PROG: 108 – TOGETHER
Art: John Higgins
Letters: John Aldrich
Plot: Two Astro-Pliots, Dave & Ron, are on route to Proxima Centauri when a meteor storm causes their craft to crash. An alien spaceship surveys the wreckage and lifts the living biomass aboard. Unsure of the species they are dealing with, but confident of a similarity to their own physiology, alien surgeons try to save the life of the crew. Hours late Dave awakens and asks what has become of Ron.
Shock: The four-armed doctors don’t know of Ron’s whereabouts but a shocked Dave finally realises he has had Ron’s limbs grafted onto his own torso to create an eight-limbed body much like the aliens.

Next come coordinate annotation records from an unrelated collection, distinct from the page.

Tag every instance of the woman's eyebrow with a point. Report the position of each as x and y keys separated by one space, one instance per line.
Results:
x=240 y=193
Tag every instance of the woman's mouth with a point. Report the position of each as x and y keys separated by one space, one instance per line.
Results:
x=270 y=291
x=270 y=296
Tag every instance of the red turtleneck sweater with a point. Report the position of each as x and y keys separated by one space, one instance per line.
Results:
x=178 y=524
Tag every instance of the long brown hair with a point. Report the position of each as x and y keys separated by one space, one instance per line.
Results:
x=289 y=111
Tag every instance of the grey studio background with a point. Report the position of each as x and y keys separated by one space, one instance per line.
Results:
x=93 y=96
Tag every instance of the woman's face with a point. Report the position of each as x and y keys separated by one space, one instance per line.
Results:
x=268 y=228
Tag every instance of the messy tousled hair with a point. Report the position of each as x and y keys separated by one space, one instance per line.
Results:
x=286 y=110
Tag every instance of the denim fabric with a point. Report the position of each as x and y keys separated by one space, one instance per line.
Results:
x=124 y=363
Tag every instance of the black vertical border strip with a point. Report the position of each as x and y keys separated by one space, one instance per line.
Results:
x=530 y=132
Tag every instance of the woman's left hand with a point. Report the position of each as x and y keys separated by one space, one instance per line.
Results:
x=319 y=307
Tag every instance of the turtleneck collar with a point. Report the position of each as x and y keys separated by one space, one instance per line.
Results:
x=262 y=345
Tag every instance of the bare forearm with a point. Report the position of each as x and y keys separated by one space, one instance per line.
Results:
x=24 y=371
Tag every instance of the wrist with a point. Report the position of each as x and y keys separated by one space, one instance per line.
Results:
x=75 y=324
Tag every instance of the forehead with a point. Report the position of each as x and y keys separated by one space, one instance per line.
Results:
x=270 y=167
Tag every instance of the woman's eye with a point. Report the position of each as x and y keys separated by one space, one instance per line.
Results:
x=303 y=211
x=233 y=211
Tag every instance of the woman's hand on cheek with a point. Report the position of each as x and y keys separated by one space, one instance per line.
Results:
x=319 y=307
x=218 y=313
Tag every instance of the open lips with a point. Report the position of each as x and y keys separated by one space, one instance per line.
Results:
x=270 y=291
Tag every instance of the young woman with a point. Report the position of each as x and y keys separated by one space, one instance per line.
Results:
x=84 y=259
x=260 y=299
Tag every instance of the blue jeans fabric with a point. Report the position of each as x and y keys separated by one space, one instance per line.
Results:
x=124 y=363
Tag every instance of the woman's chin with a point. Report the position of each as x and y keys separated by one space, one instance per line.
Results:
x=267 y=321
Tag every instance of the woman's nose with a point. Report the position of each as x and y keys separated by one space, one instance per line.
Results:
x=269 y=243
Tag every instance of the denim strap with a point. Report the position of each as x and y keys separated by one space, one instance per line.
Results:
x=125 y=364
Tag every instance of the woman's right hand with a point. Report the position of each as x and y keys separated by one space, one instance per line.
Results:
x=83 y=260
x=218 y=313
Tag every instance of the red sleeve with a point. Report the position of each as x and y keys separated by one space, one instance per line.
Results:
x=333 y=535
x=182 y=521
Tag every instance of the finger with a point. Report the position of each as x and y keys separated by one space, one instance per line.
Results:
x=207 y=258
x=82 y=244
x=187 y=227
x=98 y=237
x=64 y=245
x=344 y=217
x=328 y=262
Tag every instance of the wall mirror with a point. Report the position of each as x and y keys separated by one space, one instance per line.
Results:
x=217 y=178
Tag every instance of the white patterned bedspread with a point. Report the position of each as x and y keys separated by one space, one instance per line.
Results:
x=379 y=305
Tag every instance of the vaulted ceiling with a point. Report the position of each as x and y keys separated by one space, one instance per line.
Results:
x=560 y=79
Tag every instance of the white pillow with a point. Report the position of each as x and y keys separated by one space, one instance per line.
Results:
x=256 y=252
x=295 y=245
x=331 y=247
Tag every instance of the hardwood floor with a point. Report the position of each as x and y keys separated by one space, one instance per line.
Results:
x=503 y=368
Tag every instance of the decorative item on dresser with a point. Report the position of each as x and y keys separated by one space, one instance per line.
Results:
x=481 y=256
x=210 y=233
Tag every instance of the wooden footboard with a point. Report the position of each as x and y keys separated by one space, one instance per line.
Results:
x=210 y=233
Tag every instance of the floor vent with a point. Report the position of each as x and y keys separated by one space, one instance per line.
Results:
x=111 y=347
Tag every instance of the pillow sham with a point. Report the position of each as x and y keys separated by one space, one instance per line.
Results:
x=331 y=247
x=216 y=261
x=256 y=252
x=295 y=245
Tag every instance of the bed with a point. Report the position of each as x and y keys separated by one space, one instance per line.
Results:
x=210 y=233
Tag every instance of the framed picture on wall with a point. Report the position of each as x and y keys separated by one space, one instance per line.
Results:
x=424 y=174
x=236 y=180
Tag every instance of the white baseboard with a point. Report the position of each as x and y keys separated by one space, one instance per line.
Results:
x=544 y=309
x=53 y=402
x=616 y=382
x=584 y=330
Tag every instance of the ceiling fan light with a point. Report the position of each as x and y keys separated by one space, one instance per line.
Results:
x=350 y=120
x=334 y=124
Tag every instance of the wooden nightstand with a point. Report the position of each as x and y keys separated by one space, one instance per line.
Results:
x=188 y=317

Thoughts: Long-haul Droid John Higgin’s first work in 2000AD is the third Future Shock to be written and drawn by the same person (FS 4 – Kevin O’Neil, FS 50 – John Richardson). For a début in the comic its a remarkably strong piece of work. His unique drawing style, most clearly visible in his technique for drawing faces, has clearly changed little over thirty years; probably because it is so good it has little need to. The art is clearly a strong point; there is an excellent panel-breaking swooping spaceship in the first page, a pair of surgeons who look remarkably like Bryan Talbot’s rendering of Blackblood from the ABC Warriors, and the reveal panel is a great multi-limbed alien doctor with, it has to be said, a neck and face like a swollen beaten male appendage. The inking is magnificent and the most remarkable thing is that Higgins would only pick up the odd Future Shock and Time Twister before his prolonged stint on Judge Dredd from the mid-400s. It is clear from work like this that he would have been ready long before that. As for the story, it has a fairly retro vibe and is quite conventional but there is also a lot to praise. The shock itself is fairly easy to spot, certainly as the reader turns to the last page they know that something awful is going to be the result of the alien’s good-natured attempt at aid.. just look at those looming surgeons (above), how could something sinister not result. Naturally ‘waking up in hospital to something bad’ isn’t the most original of framing devices but the drafting and execution are superior. It also deserves praise for being a great example of a story that comics can tell that the purely written medium cannot. A drawn image can hide descriptive detail, creating ambiguity from what it doesn’t show and what it leads the reader to imply; whereas the word, with its need to specify simply cannot achieve the same degree of implication. Where a writer would have to specify what the aliens looked like in considerable detail, the image can lead you to assume they have 4 limbs not 8. This is one of the great joys of comics, one of the skills that talented comic writers and artists can create and it this small tale is a magnificent example of it.
Shock’d?: The specific shock is fairly corny and the story makes no attempt to hide that something terrible is going to come from the operation, what that specifically is being gloriously revealed on the last page. In many ways the story telling is of its time and the shock isn’t as gorily rendered as it might have been but it is still a great moment to turn to the final page and find out Ron and Dave’s fate.